O que eu não tinha percebido era que a volta deles traria o garoto
estranho para perto de mim. Como Nicolas agora tentava ser melhor
para Isys, ele vinha passar o resto do intervalo conosco. Então, ele veio
com o amigo. Nicolas apresentou ele gentilmente para nosso pequeno
grupo, e em voz baixa ele cumprimentou a todos. Ele só passou os olhos
quando meus amigos responderam, e de reflexo se virou para mim.
Aquilo me assustou, porque parecia que eu poderia ver a quilômetros
dentro de seus olhos. Ele se assustou também, porque desviou o olhar.
Ainda bem que ninguém percebeu.
Quando estava voltando para casa, minha mente já estava cheia.
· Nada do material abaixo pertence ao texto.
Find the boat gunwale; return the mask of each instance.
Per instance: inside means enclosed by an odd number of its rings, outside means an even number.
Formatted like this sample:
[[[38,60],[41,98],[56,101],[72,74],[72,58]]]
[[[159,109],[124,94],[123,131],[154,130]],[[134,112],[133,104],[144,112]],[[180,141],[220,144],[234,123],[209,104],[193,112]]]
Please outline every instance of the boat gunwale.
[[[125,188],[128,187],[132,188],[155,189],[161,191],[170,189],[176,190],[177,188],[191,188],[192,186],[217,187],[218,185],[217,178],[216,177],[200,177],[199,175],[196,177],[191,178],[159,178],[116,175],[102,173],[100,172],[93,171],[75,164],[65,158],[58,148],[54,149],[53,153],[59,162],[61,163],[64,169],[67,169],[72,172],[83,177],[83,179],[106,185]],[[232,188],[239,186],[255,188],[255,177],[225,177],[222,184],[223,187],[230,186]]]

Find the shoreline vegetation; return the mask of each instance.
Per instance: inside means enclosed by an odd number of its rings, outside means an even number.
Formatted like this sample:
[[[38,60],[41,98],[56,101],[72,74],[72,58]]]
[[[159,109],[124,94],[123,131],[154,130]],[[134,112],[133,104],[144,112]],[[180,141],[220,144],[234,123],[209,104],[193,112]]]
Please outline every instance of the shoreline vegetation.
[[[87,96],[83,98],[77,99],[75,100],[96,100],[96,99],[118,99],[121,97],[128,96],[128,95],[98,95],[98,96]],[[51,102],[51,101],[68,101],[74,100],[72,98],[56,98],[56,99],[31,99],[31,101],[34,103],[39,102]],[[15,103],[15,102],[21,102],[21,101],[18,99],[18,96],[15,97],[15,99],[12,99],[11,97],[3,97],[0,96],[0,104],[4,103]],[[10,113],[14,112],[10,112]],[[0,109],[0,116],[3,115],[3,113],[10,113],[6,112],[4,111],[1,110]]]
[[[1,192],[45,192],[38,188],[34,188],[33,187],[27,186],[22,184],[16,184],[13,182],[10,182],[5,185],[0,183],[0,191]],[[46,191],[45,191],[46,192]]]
Cheia
do garoto estranho, do olhar indagador e da forma como aquilo poderia
atingir um ser humano como eu. Não tenho nenhuma experiência
nessas coisas, mas nunca passou na minha cabeça em um primeiro
momento que aquilo poderia ser uma paquera. Era tão ridículo na
minha mente, seria ainda mais se eu pronunciasse as palavras.
Decidi então, começar a ignorá-lo, talvez porque seja intimidador
alguém te encarar, mesmo eu fazendo isso. Não consigo deixar de olhar
fundo nos olhos de qualquer pessoa para ver se o resto tem a mesma
intensidade daquele olhar. Mas não tinha.
No outro dia eu já estava decidida a deixar ele de lado e focar nas coisas
mais importantes, como uma entrevista que tinha que fazer naquele
dia. Estou na equipe do jornal da escola, e fui selecionada para
entrevistas os alunos sobre assuntos categóricos ou relevantes. E, por
um acaso, acabei esquecendo minhas perguntas que teria que fazer
para a outra classe. Teria que bolar na hora, já que sou boa nesse
quesito. Também sou boa em saber se a pessoa está sendo sincera em
sua resposta ou não, o que é conveniente em algumas horas. Antes que
eu pudesse subir as escadas, ele estava parado no meio do caminho,
olhando para a direção oposta. Eu hesitei, porque o que eu menos
queria era ver aqueles olhos acusadores, mesmo eu não sabendo se era
isso. Então, eu passei por outro caminho, e Nicolas apareceu correndo
atrás de mim, perguntando quando seria a entrevista, e me explicando
que o outro garoto estava doente, e não poderia comparecer. Então ele
perguntou se poderia substituir o garoto por um amigo seu que talvez
teria boas respostas diante de minhas perguntas. Eu aceitei, mais por
necessidade do que por vontade.
Depois da aula, eu já estava decidida a sair correndo para pegar minhas
perguntas, até que vi ele novamente. Como se estivesse me seguindo.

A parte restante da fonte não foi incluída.